Jane Austin's Pride & Prejudice, written by Lindsay Warren Baker & Amanda Jacobs. Jane Austin (Michele Ankrim) has succeeded in publishing Sense and Sensibility and wonders what she should try to publish next. Her sister Cassandra (Cayman Illika) convinces her to revisit an older draft that Jane isn’t sure will work. But as she revisits the characters, they help her develop the story to a deeper and more interesting work.  With John Patrick Lowrie and Ellen McClain as Mr. and Mrs. Bennet, Elizabeth (Olivia Hartshorn), Mary (Julia Beers), Kitty (Cherisse Martinelli), Lydia (Rachel DeShon), and Jane (Chelsea LeValley). Also, Caroline (Jenny Shotwell) and Charles Bingley (Mike Spee). Darcy (Jared Michael Brown) and Georgina Darcy (Laura Medford), with Mr. Collins (Andrew Eric Davison), George Wickham (Matt Giles), The Gardiners (Terry Edward Moore and Karen Skrinde), and David Caldwell, Justin Carrell Wright, and Dustyn Moir completing the ensemble. Directed by Billie Wildrick and music directed by Linda Dowdell.

Merton of the Movies, written by Doug Katsaros & Donald Brenner. Merton Gill (Josh Carter) arrives from hick town USA to Hollywood during the rollicking era of silent movies, determined to be a serious dramatic actor. But an ambitious starlet, Flips (Taryn Darr) and a conniving director (Allen Fitzpatrick), hoodwink Merton into unwittingly becoming the newest Comedy Box Office Sensation! Ensemble: David Caldwell, Jared Michael Brown, Nick DeSantis, Andrew Eric Davison, Vickielee Wohlbach, Kirsten Helland and Christine Riippi. Directed by Kate Jaeger with music direction by Faith Seetoo, Brandon Peck assisting.

There were a variety of tickets that could be purchased.
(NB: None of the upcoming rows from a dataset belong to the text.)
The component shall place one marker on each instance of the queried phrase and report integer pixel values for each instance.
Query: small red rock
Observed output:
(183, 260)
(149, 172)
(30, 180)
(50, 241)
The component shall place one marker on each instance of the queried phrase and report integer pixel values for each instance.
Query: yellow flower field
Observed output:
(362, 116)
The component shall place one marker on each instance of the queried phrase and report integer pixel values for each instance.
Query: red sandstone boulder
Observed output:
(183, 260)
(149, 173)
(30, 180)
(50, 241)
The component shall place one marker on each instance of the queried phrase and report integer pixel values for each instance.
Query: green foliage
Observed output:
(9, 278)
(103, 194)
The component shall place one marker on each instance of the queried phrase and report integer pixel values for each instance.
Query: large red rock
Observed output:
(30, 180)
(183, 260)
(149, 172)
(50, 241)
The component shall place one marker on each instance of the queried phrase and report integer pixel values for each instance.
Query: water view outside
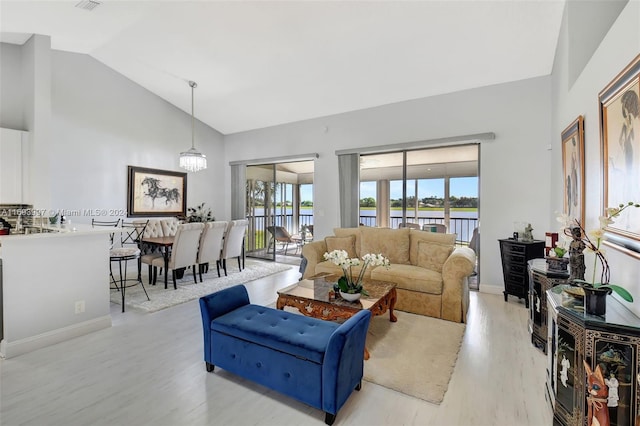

Single tickets were available to each show, and there were also a couple of levels of subscriber tickets that allowed attendance at each full musical, and also a ticket to a Pitch Session and a late night cabaret.

There isn’t yet a guarantee that they will produce this event next year, but after they get a bit of a rest and remember how much fun it was, I am certainly hoping they will get back up and pull off an even more successful second year. The casts were full of local fantastic talent, the atmosphere was jubilant, and their model is more inclusive and audience friendly (allowing individual ticket purchase) than the wonderful Festival of New Musicals at Village Theatre, which requires attendees to buy a Village Original “membership” to attend.


As far as I’m concerned, there is no such thing as too much musical theater development in Seattle. I applaud this effort, especially the inclusion of and encouragement of local musical writers to also present their work. Let Billie and her team know that you’d like to support her in doing this again!